Here’s Pronman on why he has Farabee (while talking about another draft-eligible player, Mattias Samuelsson) so low:
Farabee’s numbers have been fantastic this season. I’ve seen probably one-third of the USA U18 games this season between live and video views (and that number might be low) and I’ve never left a game loving either of them. That’s not to say I think they are bad players; both are quite good and are on my draft board. There are fierce advocates of both in the scouting community, for the draft slots I mentioned if not higher, as well as some skeptics. Farabee is a very intelligent two-way forward who sees the ice well and competes hard. Samuelsson is a 6-foot-4 defenseman with solid mobility, good intelligence and shuts guys down so well. However, on a skills level, I don’t see Farabee showing consistent top-six level ability.
It’s important to understand that Pronman tends to evaluate in tiers, and focuses more on raw talent, which might explain why Farabee’s defensive abilities are understated in his estimation.
My estimation is a little similar. At 6’0” and 168 pounds, Farabee’s frame is concerning not because size matters, but because part of his success comes from winning board battles, and hustling. Will these intangibles translate at the NHL level? I’m a little skeptical. Small successful players like Johnny Gaudreau or Alex DeBrincat offset their size with dynamic skill sets in other areas, like shooting or playmaking. Farabee can do both, but not at their level. Can he generate passes, shots, and space from winning battles against NHL bodies? To me that is the big question mark.
It’s something I saw watching Cole Ully in the AHL (who still belongs there in my opinion) — a very talented shooter, and player, but who seemed to play too much of a big man’s game in a small man’s body to let the rest of his skills flourish.
Obviously, Farabee is not Cole Ully. Nor is Farabee even that small (just slight). And Farabee is guaranteed to be an quality NHL player. But will he be the best player available if a better skater/playmaker is there, like Joe Veleno? Or a better finisher with better offensive instincts, like Jesperi Kotkaniemi? Or someone with better raw tools, like Vitali Kravtsov (whose KHL playoff totals were better than Valeri Nichushkin and Eeli Tolvanen as a U19)? Or players like Isac Lundestrom and Jonatan Berggren, who have shown comparable skill sets in tougher minutes?

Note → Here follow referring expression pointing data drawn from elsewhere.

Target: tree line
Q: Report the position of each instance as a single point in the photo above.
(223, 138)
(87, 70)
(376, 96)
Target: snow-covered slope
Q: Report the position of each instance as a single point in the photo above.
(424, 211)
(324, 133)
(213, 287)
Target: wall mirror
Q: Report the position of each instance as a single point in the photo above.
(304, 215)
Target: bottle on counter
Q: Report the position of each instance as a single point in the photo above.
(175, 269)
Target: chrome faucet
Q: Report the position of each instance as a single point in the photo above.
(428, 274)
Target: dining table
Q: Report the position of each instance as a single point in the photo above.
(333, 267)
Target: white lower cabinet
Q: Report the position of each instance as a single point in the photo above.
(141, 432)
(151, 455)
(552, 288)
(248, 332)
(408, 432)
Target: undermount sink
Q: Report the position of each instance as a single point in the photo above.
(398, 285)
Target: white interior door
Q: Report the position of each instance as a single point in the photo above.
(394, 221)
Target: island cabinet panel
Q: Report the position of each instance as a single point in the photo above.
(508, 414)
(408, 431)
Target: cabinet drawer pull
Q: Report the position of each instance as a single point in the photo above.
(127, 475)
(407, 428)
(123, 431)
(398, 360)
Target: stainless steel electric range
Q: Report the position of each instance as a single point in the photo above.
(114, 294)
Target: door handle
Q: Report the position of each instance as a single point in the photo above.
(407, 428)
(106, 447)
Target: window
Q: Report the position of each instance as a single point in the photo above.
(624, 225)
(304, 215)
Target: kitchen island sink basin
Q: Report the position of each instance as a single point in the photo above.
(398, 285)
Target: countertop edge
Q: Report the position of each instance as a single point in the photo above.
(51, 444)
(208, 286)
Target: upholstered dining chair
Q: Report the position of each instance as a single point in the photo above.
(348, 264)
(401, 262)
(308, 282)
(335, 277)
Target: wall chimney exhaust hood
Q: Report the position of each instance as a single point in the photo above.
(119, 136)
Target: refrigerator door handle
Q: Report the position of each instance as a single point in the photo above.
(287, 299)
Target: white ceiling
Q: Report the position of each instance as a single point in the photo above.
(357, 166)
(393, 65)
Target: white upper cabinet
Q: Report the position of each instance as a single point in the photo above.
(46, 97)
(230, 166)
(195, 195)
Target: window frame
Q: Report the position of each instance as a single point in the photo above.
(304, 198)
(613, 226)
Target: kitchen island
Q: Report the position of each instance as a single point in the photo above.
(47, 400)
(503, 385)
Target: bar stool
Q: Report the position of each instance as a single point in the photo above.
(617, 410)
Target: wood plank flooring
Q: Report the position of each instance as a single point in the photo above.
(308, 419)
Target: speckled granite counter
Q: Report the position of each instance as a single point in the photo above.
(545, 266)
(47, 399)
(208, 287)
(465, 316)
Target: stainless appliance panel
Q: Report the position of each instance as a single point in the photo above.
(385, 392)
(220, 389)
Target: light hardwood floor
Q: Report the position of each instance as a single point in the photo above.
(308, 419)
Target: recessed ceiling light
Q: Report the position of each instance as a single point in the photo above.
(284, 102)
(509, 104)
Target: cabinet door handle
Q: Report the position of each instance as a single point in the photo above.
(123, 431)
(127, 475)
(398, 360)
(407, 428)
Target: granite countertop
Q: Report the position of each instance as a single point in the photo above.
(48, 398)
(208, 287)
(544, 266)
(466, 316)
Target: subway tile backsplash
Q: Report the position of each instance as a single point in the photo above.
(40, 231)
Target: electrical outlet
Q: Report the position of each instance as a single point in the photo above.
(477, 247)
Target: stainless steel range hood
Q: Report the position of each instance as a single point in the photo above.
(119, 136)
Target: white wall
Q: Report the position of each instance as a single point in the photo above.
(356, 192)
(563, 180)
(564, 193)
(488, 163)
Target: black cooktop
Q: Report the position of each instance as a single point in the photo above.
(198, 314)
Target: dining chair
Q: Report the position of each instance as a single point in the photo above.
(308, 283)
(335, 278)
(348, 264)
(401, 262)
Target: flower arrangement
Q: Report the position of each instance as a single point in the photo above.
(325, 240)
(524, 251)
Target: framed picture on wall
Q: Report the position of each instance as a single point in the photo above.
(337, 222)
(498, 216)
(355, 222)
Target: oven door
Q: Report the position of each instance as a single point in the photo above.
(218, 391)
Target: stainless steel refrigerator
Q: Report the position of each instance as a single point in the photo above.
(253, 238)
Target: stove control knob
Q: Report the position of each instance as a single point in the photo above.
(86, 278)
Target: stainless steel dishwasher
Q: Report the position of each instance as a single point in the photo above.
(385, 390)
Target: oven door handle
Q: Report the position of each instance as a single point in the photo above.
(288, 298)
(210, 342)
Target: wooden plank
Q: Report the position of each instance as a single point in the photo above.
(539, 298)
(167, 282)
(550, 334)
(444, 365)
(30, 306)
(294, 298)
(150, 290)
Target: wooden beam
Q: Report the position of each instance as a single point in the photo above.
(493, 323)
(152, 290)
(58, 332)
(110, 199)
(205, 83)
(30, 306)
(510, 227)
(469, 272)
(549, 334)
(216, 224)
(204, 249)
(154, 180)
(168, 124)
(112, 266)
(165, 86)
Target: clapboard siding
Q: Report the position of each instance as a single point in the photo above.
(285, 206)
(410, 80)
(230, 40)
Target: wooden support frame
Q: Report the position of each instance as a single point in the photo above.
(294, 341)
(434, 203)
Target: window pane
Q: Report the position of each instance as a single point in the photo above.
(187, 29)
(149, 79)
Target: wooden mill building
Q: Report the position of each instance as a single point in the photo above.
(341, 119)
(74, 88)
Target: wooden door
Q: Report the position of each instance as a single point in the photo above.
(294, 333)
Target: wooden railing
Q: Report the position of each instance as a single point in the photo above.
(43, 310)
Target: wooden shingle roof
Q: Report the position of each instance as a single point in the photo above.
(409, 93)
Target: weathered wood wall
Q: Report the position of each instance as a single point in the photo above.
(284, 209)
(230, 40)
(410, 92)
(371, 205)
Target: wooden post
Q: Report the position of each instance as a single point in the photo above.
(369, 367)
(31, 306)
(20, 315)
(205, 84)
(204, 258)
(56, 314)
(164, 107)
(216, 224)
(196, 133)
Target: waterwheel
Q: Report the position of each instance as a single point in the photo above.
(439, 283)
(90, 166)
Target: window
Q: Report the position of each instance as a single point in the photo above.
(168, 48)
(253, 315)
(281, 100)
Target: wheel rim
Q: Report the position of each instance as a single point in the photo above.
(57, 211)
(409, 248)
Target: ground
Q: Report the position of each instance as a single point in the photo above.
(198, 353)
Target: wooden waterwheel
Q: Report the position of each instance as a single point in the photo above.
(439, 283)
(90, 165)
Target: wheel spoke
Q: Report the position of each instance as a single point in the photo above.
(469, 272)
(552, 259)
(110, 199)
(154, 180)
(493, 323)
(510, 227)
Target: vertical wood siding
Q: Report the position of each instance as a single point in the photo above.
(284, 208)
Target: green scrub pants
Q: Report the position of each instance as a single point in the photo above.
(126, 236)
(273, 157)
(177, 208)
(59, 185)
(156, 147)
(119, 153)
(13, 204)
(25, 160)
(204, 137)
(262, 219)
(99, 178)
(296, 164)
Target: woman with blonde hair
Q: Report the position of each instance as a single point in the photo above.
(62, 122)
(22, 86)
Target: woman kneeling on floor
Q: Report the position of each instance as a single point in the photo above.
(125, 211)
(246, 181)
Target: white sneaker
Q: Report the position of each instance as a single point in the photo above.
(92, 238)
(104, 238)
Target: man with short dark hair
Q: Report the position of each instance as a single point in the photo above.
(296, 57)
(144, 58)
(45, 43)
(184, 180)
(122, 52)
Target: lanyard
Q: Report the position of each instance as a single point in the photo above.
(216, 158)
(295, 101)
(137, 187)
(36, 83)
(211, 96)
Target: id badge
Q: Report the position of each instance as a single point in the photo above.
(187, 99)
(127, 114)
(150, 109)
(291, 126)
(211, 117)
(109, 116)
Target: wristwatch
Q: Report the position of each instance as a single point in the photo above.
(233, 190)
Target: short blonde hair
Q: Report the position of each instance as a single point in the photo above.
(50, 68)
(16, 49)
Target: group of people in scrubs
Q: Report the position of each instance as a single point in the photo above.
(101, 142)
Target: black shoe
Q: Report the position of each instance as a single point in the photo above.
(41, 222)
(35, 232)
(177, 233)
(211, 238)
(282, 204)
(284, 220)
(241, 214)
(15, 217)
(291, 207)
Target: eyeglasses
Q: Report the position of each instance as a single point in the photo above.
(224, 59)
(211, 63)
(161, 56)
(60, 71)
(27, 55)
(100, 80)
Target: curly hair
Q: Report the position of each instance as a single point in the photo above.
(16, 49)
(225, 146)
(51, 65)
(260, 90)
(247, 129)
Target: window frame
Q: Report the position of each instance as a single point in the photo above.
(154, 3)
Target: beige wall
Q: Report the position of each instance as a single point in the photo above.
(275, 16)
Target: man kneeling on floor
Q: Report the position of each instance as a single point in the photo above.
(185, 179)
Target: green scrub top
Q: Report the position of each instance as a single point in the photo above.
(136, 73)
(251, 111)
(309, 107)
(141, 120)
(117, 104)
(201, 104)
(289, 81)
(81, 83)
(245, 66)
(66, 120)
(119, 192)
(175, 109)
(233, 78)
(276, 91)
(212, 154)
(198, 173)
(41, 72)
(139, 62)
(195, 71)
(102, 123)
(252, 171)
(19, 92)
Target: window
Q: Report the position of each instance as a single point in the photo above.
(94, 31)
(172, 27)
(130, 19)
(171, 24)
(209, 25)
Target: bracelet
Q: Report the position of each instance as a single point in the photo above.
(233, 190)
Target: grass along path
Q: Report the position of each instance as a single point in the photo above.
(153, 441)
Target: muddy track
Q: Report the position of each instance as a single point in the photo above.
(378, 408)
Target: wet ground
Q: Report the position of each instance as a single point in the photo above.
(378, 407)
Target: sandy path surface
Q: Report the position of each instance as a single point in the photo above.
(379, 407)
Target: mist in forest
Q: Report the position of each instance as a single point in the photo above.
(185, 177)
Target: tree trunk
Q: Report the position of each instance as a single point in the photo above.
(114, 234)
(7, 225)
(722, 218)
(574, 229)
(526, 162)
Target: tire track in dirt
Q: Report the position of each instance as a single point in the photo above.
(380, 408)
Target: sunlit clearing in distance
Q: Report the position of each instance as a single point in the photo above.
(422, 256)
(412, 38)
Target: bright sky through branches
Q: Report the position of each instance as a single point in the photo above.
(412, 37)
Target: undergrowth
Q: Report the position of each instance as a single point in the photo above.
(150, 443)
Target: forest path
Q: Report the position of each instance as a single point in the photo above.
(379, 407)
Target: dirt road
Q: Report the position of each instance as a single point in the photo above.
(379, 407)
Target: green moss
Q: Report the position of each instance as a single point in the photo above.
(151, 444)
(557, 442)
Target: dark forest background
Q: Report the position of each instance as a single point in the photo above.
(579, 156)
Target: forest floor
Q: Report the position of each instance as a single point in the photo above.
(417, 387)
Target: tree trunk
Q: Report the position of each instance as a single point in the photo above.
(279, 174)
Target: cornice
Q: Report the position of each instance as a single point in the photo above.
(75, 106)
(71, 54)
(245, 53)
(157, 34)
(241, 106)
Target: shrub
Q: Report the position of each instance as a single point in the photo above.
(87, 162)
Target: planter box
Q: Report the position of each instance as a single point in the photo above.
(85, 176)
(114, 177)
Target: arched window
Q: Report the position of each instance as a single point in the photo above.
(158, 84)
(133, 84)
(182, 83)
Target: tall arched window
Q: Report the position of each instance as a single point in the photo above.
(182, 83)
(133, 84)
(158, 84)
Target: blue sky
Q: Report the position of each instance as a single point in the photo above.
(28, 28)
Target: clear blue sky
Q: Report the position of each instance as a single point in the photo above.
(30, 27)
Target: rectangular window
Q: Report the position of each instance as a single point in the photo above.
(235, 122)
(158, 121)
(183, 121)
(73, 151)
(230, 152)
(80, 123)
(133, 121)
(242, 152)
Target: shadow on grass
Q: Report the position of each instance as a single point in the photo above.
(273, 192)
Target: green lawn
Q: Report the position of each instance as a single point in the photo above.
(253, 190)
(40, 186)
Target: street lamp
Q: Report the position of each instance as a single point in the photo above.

It’s here where the idea of need vs. BPA breaks down. I don’t pretend to ask those questions rhetorically. From the footage I’ve watched, and opinions I’ve read, I don’t believe Farabee is better than the players who could potentially fall, let alone players in Farabee’s range. But I also didn’t believe Miro Heiskanen was the correct pick at No. 3 last year (don’t @ me).
Whatever the case, Farabee is what some would call a high floor, low ceiling pick. I prefer just looking at the player — he’s a quick, hardworking forward you can trust in all three zones (imagine Remi Elie, but with actual playmaking and finishing skills). That’s value no matter where you’re picking.